How fish body parts alter local hydrodynamic stimuli to the lateral line

Coombs, S.*; Anderson, E.J.; Braun, C.B.; Grosenbaugh, M.A.: How fish body parts alter local hydrodynamic stimuli to the lateral line.

Mottled sculpin (Cottus bairdi), like many fish, use their lateral line system to form hydrodynamic images of the environment. Although these small (~10 cm long), benthic fish inhabit streams and lakes with significant ambient water motion, information about lateral linefunction comes largely from still-water conditions. We used digital particle image velocimetry to determine how uniform flow fields (2 – 8 cm/s) near the sculpin were altered along a horizontal plane at the level of the trunk lateral line canal. In the absence of the fish and at distances > 2 cm away from the fish, the mean direction and magnitude of the flow field was spatially homogenous at all flow speeds. Small scale (< 5 cm), ambient turbulence was negligible at 2 cm/s, but increasingly more pronounced at higher flow speeds. Flow around the fish's head, pointed upstream, was typical for that around a rigid body and could be predicted by a potential flow model. Flow around the large, extended pectoral fin, pointed downstream, showed separation at the edge of the fin and a trailing wake, similar to that observed for a flat plate perpendicular to the flow. A separation bubble or recirculating region (1- 2 cm wide) formed behind the pectoral fin and extended along the entire trunk of the fish.
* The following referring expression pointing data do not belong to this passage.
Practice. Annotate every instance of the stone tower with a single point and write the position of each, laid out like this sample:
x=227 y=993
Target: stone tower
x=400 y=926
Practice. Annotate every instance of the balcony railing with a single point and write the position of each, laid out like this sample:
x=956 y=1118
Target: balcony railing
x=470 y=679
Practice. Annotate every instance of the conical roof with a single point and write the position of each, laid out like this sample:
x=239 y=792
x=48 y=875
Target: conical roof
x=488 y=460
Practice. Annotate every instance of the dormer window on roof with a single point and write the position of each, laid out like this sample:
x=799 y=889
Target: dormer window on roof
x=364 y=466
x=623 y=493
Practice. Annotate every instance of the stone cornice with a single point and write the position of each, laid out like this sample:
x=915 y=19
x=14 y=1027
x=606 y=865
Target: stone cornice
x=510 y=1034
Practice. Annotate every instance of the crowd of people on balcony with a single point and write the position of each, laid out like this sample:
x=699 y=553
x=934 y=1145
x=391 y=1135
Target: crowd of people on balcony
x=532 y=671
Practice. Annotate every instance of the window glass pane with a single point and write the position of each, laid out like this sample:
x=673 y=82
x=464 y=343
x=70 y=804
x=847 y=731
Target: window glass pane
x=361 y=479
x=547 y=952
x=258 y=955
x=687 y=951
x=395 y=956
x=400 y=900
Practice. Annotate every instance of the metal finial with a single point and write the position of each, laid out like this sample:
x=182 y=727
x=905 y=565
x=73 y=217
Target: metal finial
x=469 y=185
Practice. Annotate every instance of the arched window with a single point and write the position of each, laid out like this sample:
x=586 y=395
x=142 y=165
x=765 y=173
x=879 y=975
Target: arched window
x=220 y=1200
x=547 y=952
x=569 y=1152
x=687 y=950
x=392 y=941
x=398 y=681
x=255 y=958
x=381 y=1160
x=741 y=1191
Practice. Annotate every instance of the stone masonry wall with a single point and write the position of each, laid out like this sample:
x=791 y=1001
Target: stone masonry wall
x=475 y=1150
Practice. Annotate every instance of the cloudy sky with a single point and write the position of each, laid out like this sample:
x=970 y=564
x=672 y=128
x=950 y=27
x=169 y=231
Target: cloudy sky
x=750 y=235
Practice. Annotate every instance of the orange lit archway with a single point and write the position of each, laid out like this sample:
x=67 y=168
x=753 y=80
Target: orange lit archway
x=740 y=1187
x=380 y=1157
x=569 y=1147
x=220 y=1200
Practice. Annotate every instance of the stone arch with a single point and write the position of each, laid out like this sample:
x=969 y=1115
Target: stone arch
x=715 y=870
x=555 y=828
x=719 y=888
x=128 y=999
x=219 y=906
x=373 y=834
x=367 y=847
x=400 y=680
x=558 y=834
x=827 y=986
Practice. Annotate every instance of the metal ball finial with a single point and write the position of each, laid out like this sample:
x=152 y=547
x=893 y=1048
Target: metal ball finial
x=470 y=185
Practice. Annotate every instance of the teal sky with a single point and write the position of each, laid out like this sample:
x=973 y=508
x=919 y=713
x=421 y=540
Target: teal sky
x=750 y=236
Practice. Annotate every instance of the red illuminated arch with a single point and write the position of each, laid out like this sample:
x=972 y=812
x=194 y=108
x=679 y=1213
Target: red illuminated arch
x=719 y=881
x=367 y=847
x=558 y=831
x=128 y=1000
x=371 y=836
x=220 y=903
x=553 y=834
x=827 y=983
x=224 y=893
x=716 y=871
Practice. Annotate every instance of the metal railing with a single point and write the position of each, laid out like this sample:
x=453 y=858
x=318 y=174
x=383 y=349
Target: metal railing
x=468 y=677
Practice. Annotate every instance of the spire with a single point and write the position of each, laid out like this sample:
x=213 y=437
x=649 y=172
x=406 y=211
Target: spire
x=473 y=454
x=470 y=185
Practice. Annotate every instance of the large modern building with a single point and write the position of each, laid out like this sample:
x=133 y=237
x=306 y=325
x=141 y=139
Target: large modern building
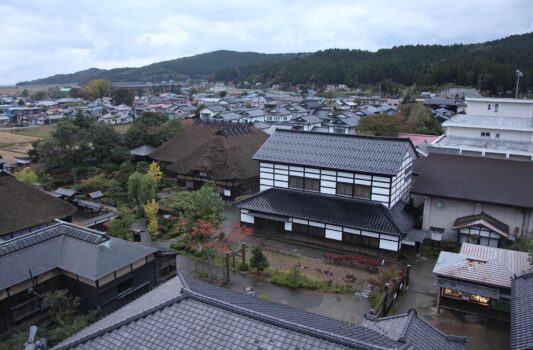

The magnitude of the mean, local flow in this region was significantly less than that further away and its direction very close to the fish was likewise very different, predominantly upstream. The shear layer dividing the separation bubble from the external flow was fairly stable at 2 cm/s (Re ~ 102), but very unstable and wave-like at 8 cm/s (Re~103). These results show that fish body parts like the pectoral fin can significantly alter the local hydrodynamic stimulus field to the lateral line relative to ambient water motions only a few centimeters away.